29 Kasım 2014 Cumartesi

ÇİRKİN/İZ

Bugün beni terk edişinin ikinci yılı. Bir ihtimal döneceğini düşünerek her günü saydım. Şimdi gelsen "Neden şimdi?" diye sormam bile. Tanıyabilir misin beni orası meçhul. Durmadan bir şeyler yiyip, duruyorum. Garip değil mi? Oysa kitaplardan filmlerden öyle öğrenmemiştim!

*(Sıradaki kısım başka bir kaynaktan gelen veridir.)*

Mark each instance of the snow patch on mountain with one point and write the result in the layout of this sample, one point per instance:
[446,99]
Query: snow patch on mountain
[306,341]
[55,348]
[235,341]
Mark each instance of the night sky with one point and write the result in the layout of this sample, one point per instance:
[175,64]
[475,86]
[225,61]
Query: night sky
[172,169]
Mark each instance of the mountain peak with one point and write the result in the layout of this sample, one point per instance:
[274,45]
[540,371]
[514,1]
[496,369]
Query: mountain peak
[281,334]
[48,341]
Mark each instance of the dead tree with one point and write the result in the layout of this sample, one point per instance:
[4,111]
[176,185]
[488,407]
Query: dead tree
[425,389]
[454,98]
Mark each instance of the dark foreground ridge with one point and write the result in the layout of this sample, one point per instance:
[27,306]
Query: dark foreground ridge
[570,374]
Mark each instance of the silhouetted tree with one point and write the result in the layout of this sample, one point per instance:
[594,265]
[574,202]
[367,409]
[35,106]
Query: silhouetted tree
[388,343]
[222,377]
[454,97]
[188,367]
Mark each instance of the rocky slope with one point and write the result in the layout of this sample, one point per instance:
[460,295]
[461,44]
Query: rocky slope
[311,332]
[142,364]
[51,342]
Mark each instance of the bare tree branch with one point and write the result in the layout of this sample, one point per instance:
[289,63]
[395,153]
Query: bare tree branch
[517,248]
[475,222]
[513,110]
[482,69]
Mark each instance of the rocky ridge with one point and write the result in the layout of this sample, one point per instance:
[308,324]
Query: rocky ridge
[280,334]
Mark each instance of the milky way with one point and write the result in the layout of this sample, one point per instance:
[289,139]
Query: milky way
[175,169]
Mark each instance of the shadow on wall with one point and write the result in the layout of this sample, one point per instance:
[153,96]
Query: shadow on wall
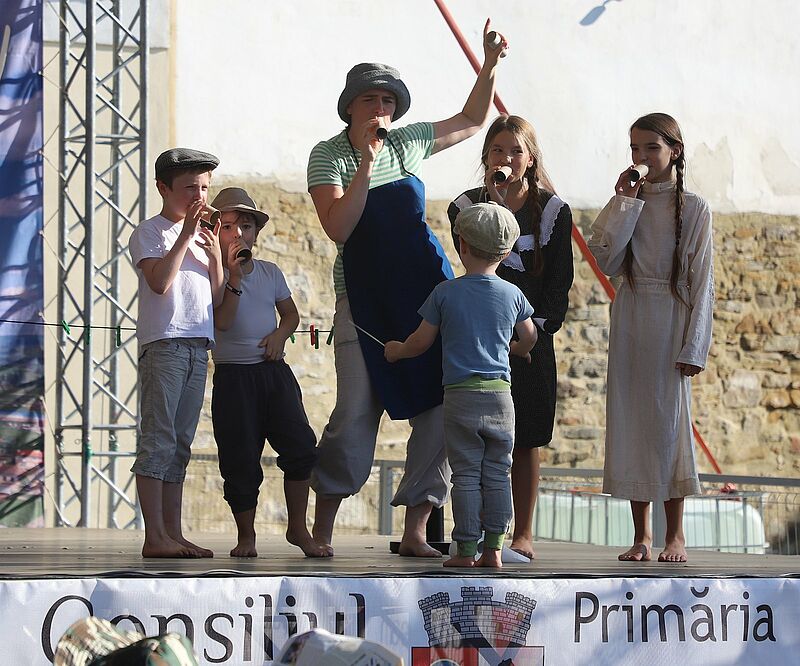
[595,13]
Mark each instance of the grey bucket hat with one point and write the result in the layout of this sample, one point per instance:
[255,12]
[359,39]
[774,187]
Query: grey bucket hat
[367,76]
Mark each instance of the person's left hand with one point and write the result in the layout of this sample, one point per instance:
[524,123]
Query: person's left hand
[492,55]
[273,345]
[391,350]
[209,241]
[687,369]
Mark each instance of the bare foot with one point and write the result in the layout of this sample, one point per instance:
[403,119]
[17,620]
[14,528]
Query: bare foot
[325,543]
[305,542]
[409,548]
[523,546]
[197,550]
[245,547]
[166,547]
[638,552]
[675,551]
[490,558]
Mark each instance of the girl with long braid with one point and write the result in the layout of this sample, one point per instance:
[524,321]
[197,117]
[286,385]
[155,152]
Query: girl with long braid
[540,265]
[657,237]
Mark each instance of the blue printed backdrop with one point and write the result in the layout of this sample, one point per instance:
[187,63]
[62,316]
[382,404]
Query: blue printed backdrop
[21,270]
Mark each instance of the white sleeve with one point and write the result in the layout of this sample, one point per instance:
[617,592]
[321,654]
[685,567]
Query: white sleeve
[282,291]
[146,242]
[701,292]
[612,231]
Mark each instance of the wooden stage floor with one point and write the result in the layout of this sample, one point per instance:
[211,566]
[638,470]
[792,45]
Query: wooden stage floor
[94,553]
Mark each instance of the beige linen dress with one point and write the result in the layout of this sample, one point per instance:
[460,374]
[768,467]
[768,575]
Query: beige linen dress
[649,444]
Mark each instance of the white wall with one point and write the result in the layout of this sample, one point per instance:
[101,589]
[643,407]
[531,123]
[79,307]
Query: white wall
[256,82]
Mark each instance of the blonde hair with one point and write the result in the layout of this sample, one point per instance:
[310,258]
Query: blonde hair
[524,133]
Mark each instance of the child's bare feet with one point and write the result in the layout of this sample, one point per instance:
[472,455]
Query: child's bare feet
[674,551]
[305,542]
[460,561]
[198,551]
[410,547]
[165,547]
[523,546]
[638,552]
[245,547]
[491,558]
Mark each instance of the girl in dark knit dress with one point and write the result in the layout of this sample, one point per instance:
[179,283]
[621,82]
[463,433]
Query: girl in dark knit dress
[541,266]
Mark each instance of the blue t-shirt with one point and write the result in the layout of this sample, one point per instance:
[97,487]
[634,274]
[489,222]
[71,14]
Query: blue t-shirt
[476,315]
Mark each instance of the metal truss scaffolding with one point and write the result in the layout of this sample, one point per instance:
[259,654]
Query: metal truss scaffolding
[102,196]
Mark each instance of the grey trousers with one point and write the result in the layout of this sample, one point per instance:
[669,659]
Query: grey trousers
[172,377]
[347,447]
[479,437]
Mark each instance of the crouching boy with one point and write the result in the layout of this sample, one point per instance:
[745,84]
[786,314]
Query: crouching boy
[256,396]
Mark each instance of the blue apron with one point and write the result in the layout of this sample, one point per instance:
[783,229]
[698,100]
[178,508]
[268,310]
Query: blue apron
[392,261]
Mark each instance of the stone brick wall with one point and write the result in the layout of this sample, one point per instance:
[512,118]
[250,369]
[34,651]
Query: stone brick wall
[745,404]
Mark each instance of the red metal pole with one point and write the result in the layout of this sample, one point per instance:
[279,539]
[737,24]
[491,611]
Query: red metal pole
[577,236]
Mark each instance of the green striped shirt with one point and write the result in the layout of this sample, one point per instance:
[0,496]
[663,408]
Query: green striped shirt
[333,162]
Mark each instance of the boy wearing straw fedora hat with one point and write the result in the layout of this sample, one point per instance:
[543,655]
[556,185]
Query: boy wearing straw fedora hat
[256,396]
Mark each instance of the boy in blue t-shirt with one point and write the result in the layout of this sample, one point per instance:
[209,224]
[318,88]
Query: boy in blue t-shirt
[477,314]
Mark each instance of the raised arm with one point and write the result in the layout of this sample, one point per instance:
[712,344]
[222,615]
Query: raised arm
[339,210]
[476,110]
[160,273]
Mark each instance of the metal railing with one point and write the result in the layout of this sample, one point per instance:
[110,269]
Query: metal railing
[761,515]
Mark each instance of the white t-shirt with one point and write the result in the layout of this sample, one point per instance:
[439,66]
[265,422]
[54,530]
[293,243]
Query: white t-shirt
[255,317]
[186,310]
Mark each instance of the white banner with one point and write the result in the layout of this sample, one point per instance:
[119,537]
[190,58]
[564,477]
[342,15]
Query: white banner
[473,621]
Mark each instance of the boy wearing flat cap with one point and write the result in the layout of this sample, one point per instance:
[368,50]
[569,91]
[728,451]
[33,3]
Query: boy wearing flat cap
[477,314]
[256,396]
[371,203]
[179,266]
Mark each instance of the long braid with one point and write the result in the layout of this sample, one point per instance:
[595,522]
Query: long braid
[532,176]
[680,165]
[526,135]
[668,128]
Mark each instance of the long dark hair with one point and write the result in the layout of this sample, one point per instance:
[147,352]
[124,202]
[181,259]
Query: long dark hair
[524,133]
[669,130]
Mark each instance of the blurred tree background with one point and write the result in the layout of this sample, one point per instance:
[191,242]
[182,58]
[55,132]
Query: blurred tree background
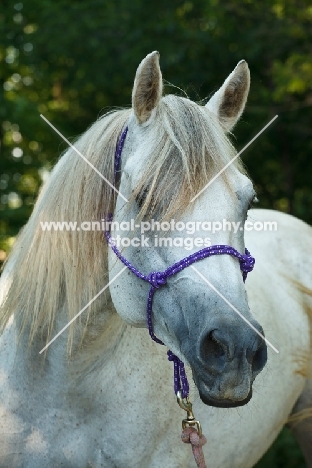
[72,61]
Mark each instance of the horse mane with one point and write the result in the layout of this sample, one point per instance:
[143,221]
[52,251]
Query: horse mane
[63,270]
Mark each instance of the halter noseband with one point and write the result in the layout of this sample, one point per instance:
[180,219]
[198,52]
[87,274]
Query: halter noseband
[157,279]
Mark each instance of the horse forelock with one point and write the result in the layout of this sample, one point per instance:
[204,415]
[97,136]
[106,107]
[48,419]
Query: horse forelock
[188,147]
[53,270]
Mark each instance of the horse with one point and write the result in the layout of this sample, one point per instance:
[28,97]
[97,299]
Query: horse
[82,383]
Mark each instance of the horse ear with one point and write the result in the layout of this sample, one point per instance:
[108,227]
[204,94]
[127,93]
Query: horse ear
[147,88]
[229,101]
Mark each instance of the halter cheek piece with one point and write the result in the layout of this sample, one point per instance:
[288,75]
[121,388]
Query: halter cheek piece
[157,279]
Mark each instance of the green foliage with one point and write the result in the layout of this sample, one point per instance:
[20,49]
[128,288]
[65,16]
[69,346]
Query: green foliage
[73,60]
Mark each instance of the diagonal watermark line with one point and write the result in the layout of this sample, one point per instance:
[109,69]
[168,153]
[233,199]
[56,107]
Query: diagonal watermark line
[83,309]
[234,308]
[82,156]
[232,160]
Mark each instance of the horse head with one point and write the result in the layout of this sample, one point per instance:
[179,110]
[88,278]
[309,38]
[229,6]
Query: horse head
[172,173]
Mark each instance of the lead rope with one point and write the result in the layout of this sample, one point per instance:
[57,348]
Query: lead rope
[191,428]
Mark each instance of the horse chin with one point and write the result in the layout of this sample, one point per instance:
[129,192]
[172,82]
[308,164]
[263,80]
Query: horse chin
[223,403]
[207,398]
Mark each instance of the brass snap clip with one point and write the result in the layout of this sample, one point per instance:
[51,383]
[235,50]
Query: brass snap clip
[190,420]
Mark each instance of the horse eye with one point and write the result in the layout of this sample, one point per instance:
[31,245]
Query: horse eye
[140,198]
[254,200]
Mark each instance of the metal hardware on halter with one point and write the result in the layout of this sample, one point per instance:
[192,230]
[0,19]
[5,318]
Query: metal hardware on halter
[190,420]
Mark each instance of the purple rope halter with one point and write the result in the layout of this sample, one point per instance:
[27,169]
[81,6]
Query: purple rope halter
[157,279]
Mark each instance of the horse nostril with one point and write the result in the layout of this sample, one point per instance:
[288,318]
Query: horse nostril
[259,358]
[212,347]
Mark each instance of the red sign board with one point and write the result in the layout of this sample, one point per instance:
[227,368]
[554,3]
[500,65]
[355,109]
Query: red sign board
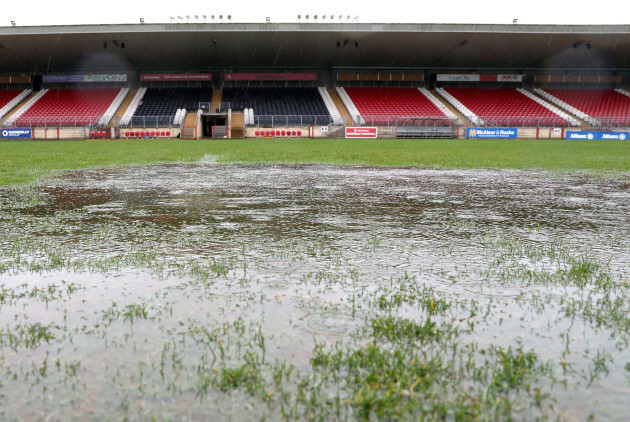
[361,132]
[271,76]
[163,77]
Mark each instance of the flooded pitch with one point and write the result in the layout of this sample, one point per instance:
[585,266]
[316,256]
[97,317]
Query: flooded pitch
[183,292]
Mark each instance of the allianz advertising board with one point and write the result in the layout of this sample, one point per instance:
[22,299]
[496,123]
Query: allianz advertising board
[16,133]
[492,133]
[599,136]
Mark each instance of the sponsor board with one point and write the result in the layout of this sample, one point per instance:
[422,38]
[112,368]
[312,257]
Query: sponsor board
[271,76]
[16,134]
[176,77]
[84,78]
[456,77]
[459,77]
[361,132]
[494,133]
[106,78]
[598,136]
[509,78]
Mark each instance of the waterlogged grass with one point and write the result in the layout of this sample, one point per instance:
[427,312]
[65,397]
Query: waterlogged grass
[342,304]
[23,162]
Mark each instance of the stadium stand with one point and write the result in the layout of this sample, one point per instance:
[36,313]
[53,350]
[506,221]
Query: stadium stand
[65,107]
[382,105]
[166,101]
[503,107]
[288,105]
[11,98]
[597,106]
[158,106]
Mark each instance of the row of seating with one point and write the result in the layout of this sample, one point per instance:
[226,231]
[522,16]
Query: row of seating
[69,107]
[505,107]
[393,102]
[149,133]
[166,101]
[610,105]
[299,106]
[277,101]
[281,133]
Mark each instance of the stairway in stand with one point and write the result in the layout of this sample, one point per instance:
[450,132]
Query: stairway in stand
[123,107]
[340,106]
[237,131]
[215,102]
[190,126]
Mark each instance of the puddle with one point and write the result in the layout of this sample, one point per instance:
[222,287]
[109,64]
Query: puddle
[131,293]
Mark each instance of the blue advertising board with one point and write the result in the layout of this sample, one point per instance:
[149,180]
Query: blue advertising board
[619,136]
[16,133]
[494,133]
[63,78]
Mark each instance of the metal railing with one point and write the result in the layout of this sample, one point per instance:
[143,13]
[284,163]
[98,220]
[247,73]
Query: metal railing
[262,121]
[304,121]
[146,122]
[53,122]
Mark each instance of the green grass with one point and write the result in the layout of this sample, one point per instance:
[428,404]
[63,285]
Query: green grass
[23,162]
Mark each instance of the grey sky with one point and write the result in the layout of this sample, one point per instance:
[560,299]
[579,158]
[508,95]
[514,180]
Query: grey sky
[63,12]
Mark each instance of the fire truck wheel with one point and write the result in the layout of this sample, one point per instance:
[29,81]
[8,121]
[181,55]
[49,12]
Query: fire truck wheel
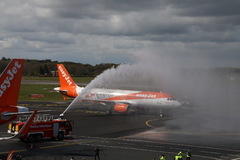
[31,138]
[60,135]
[39,137]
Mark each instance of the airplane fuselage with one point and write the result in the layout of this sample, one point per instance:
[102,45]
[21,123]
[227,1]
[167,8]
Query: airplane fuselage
[133,98]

"Gittikten sonra bir deri bir kemik olmuş Hacer" diye başlıyordu cümleler. Özledikçe daha çok yedim, başkasına dokunduğunu hayal ettikçe daha çok içtim. Bir aydır birisiyle görüşüyorum. Sadece konuşuyorduk,  bugün görüşmeye karar verdik. Randevu tarihine İki gün önce anlaştık. Ben de iki gündür ortalıkta, aç bilaç geziniyordum.

Ahmet ile internetten tanıştım. Zaten aksi, bu vücutla çok zor. Eski fotoğrafımı gördüğü için bir an önce buluşmak istedi. Halbuki ne kadar güzel bir kadındım. Düz uzun kahverengi saçlarım, sivri ama küçük burnum, kalın dudaklarım, geniş ağzım ve tavsiyenle sonradan şekil verdiğim “Sezen Aksu” modeli kısa dik kaşlarım vardı. Kilo aldığım için bu saydığım özellikler farklılaşmış değil. Sadece yüz hatları diye bir şey kalmadı o kadar. Kocaman bir yüzüm var şimdi, böyle tombul tombul. Hiçbir erkeğin arzulamayacağı komik bir çehre.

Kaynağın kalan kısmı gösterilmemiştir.